After the He-Man craze died out, Mattel was no longer the forerunner of the toy industry. Instead, a new franchise swept the market, introducing silly anthropomorphic creatures to the public. With the rising popularity of creative, outlandish toys, Mattel decided to experiment and create a new unique toy line, the Food Fighters, in 1988.
While most toy lines featured fantasy creatures, mutated animals, and other living creatures, Mattel decided to focus on keystone pieces of the American diet. These toys did not lie about presenting combat at its kookiest. With the Food Fighters, they reenvisioned one of the most iconic parts of childhood, the food fight. Mattel’s Food Fighters presented a war between two delectable groups: the Kitchen Commandos and the Refrigerator Rejects.
The heroes of this toy line were the Kitchen Commandos, who wore green sleeves with back boots. Leading this group into battle was the Burgerdier General, who resembled a standard hamburger. Under him were Major Munch the chocolate donut, Sergeant Scoop the double-scoop ice cream cone, Private Pizza the slice of pizza, and Lieutenant Legg the fried chicken leg.
The Kitchen Commandos heroically defended the kitchen against the Refrigerator Rejects, who wore black sleeves with brown boots. Unlike the Commandos, this team did not have a General leading the charge. Instead, there were multiple foods ready to cause trouble. The Refrigerator Rejects had Short Stack the stack of pancakes, Mean Weener the hot dog, Chip-the-Ripper the chocolate chip cookie, Fat Frenchy the carton of French fries, and Taco Terror the taco.
Mattel produced four different variant colors for the Food Fighters action figures. While the standard Sergeant scope was a vanilla and chocolate scoop cone, there was a variant with a green and orange sherbet theme. There was also a Major Munch that had a pink frosting paint job. Chip-the-Ripper also received a variant form, which resembled a double chocolate chip cookie. They also released a Short Stack with blueberry syrup instead of maple syrup.

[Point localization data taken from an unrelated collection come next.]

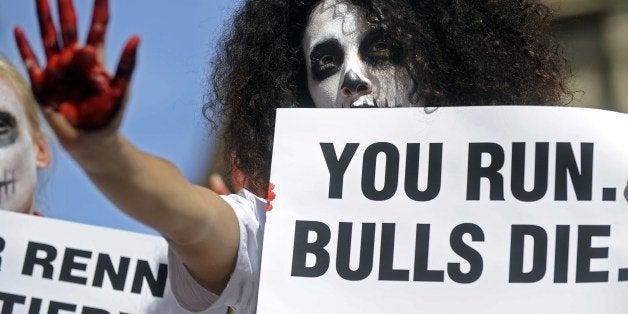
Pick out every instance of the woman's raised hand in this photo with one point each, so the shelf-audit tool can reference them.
(75, 89)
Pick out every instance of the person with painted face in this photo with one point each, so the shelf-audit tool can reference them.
(23, 148)
(277, 53)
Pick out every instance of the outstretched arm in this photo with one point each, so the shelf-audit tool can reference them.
(83, 104)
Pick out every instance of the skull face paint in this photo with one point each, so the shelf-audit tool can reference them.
(351, 63)
(18, 167)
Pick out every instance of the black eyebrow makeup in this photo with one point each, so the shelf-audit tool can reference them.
(326, 59)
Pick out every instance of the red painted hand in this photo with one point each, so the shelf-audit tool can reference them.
(75, 81)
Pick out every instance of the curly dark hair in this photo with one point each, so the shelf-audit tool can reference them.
(457, 52)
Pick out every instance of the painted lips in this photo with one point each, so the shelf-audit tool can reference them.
(373, 103)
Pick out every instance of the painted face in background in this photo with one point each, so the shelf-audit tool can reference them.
(351, 63)
(18, 167)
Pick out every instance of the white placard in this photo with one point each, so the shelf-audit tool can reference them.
(455, 210)
(52, 266)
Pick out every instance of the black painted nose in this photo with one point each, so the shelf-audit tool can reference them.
(354, 85)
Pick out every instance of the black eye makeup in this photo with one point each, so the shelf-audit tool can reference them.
(326, 58)
(379, 50)
(8, 129)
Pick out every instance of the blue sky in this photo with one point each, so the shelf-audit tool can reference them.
(163, 115)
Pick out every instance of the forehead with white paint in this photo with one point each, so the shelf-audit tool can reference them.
(351, 63)
(18, 168)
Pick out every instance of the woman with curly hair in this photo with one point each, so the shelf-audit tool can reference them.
(324, 53)
(452, 53)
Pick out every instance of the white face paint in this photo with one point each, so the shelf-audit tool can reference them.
(351, 63)
(18, 168)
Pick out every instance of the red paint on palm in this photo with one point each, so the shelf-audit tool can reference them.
(74, 80)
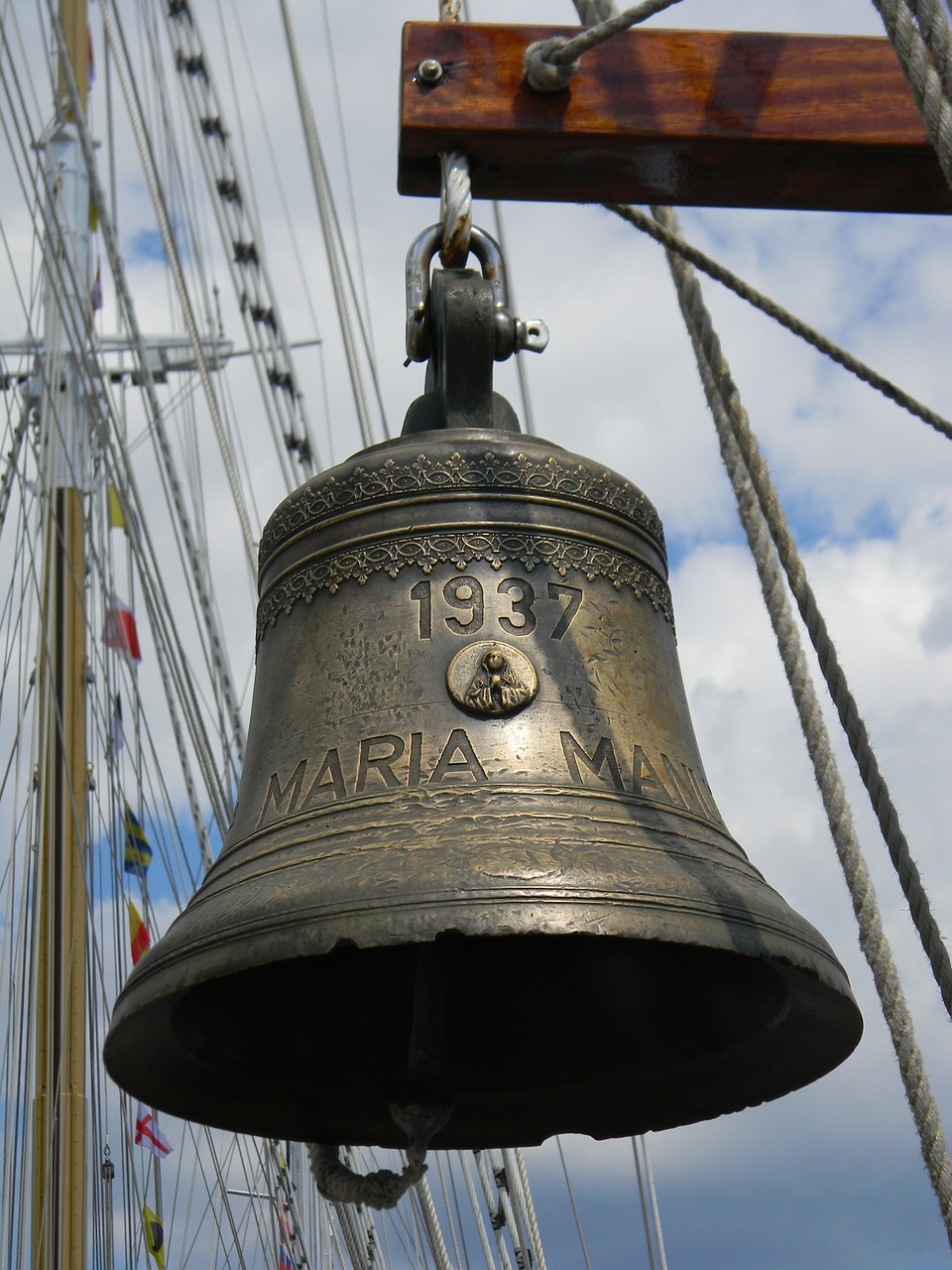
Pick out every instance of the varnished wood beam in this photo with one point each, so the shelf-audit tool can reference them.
(682, 117)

Completing the toy line were three different vehicles that the Food Fighters could take into combat. Mattel designed two vehicles for the Kitchen Commandos. First, there was the Combat Carton, which reenvisioned an egg carton as a battle tank. Then, there was the Fry Copter, a hodgepodge of cooking utensils. While a pot served as the main body of the helicopter, spatulas were used as the propellers and it had hot dog links for landing gear. It also used tomato soup cans as bombs.
Meanwhile, the Refrigerator Rejects only had one vehicle, the BBQ Bomber. This vehicle resembled a BBQ grill that could carry one of these rotten Food Fighters into battle. This evil assault vehicle sent shish kabobs flying as ammunition. It also carried two hot dogs at its sides and had a spatula that could fling more food at the Commandos.

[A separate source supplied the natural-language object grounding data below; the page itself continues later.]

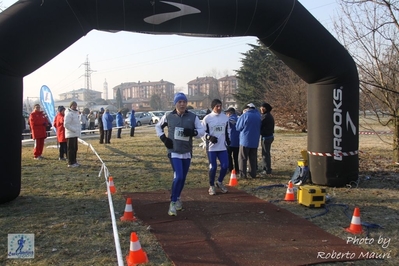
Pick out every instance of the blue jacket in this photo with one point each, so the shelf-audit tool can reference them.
(119, 119)
(132, 119)
(107, 121)
(234, 134)
(249, 126)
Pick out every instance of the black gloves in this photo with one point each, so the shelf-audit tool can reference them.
(188, 132)
(167, 141)
(212, 139)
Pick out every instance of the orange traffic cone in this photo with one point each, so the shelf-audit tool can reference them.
(355, 226)
(233, 179)
(136, 255)
(289, 195)
(128, 215)
(112, 188)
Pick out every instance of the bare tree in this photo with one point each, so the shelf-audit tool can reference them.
(369, 30)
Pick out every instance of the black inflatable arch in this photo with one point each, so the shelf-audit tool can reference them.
(32, 32)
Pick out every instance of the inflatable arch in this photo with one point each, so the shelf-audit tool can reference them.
(32, 32)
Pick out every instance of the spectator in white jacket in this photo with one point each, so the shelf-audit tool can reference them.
(72, 132)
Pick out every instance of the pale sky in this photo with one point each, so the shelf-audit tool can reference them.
(132, 57)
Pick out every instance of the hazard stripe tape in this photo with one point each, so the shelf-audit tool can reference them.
(328, 154)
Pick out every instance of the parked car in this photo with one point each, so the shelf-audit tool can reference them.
(142, 118)
(156, 116)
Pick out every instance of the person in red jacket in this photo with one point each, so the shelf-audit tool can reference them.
(38, 123)
(59, 126)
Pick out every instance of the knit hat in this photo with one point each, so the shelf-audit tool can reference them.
(179, 97)
(72, 103)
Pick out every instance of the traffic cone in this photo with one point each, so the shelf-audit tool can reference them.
(233, 179)
(289, 195)
(128, 214)
(355, 226)
(112, 188)
(136, 254)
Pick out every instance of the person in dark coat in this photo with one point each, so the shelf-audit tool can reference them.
(132, 121)
(267, 136)
(119, 124)
(107, 124)
(60, 129)
(100, 124)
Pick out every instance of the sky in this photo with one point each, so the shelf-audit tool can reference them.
(132, 57)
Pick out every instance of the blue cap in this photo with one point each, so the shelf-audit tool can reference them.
(179, 97)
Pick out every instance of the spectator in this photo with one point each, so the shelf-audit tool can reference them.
(60, 130)
(249, 126)
(38, 123)
(267, 136)
(234, 137)
(100, 124)
(182, 127)
(92, 120)
(215, 126)
(119, 124)
(107, 124)
(72, 132)
(132, 121)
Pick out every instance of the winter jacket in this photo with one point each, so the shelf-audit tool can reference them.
(72, 123)
(132, 119)
(267, 128)
(249, 126)
(38, 123)
(215, 125)
(233, 133)
(119, 119)
(59, 126)
(107, 121)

Mattel released the Food Fighters on colorful card backs, which featured character bios on the back of each card. The enclosed Food Fighters action figures were made of soft vinyl plastics, which could easily be squeezed. Each figure then came with two accessories: a weapon and a backpack.
Mattel had planned a refrigerator playset, but the toy line was canceled before the product was ready for release. This massive playset was briefly seen in Mattel’s 1989 Toy Catalog. While it never went into production, a fan-led initiative by Bamm Toyco created an unofficial recreation using 3-D printing technology.
Unfortunately, the Food Fighters did not receive any multimedia promotions, aside from animated commercials. Without any additional support and their whacky premise, the Food Fighters did not survive past their first series. Likewise, there are no signs that the Food Fighters will ever be revived and returned to the toy aisle.